Data & Scripts

This page collects the datasets and scripts we use throughout the course. Resources are added each week as needed — check back for updates.

Datasets are sampled subsets of larger corpora maintained in the NLP Corpora for Korean Studies repository. For full corpora and detailed documentation, see that repository.

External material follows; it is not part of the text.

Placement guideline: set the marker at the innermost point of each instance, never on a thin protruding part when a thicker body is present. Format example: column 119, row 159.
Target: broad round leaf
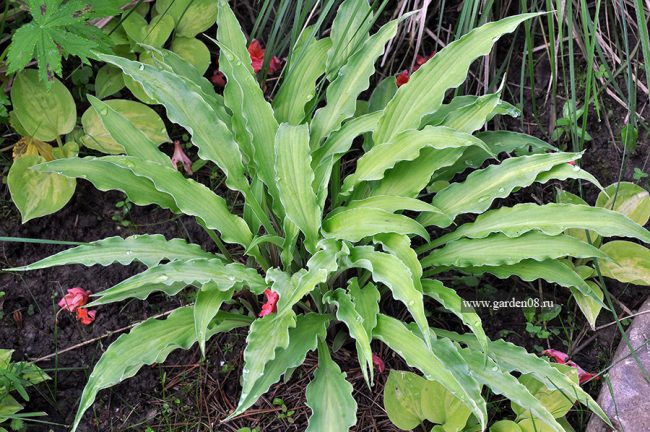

Organizing your files: Create subfolders within your /data directory by corpus or file type — e.g., /data/president_speeches/, /data/scripts/. This keeps things tidy as we accumulate more files over the semester.


Datasets

Week(s) Dataset Description Download
2–5 Presidential Speeches 749 democratic-era presidential speeches (Roh Tae-woo–Moon Jae-in), sampled from 5,840. See documentation. CSV (~4.4 MB)
2–5 Presidential Speeches (Small) 100 randomly selected speeches from the last three presidents (Lee Myung-bak, Park Geun-hye, Moon Jae-in). Use this if Orange runs slowly or crashes with the full file. CSV (~500 KB)
5+ NIKH History Textbooks (Demo) 9 Korean history textbooks across 3 eras (Colonial, Authoritarian, Democratic), sampled from the 67-book NIKH corpus (1895–2016). Includes processed_text column (pre-tokenized nouns, ready for analysis). See full corpus documentation. CSV (~1.8 MB)
7 NIKH Clustering Demo 11 Korean history textbooks (3 Colonial, 4 Authoritarian, 4 Democratic) for the Week 7 clustering exercise. Contains full_text for preprocessing in Orange or R. CSV (~3.1 MB)
4+ Korean Stopwords 678 Korean stopwords (punctuation, numbers, and high-frequency grammatical words). Load in the Preprocess Text widget under Filtering → Stopwords → From File. TXT

Scripts

Week Script Description Download
3 Korean Preprocessing (Mac) POS-based tokenization for Orange Data Mining. Auto-installs kiwipiepy. Python
3 Korean Preprocessing (Windows) Same as above but requires kiwipiepy pre-installed. Python
4 Korean Preprocessing — Annotated (Mac) Fully annotated version of the Mac preprocessing script. Read this to understand what each step does and why. Python

How to Use

Datasets:

  1. Download the CSV file
  2. Save it to a subfolder in your GitHub repository (e.g., /data/president_speeches/)
  3. Commit and push via GitHub Desktop
  4. Load the file in Orange Data Mining using the Corpus widget

Scripts:

  1. Download the .py file for your operating system
  2. In Orange, add a Python Script widget and paste the code
  3. Change TEXT_COLUMN to match your corpus column name (see the script comments)
  4. Connect it to your data flow and run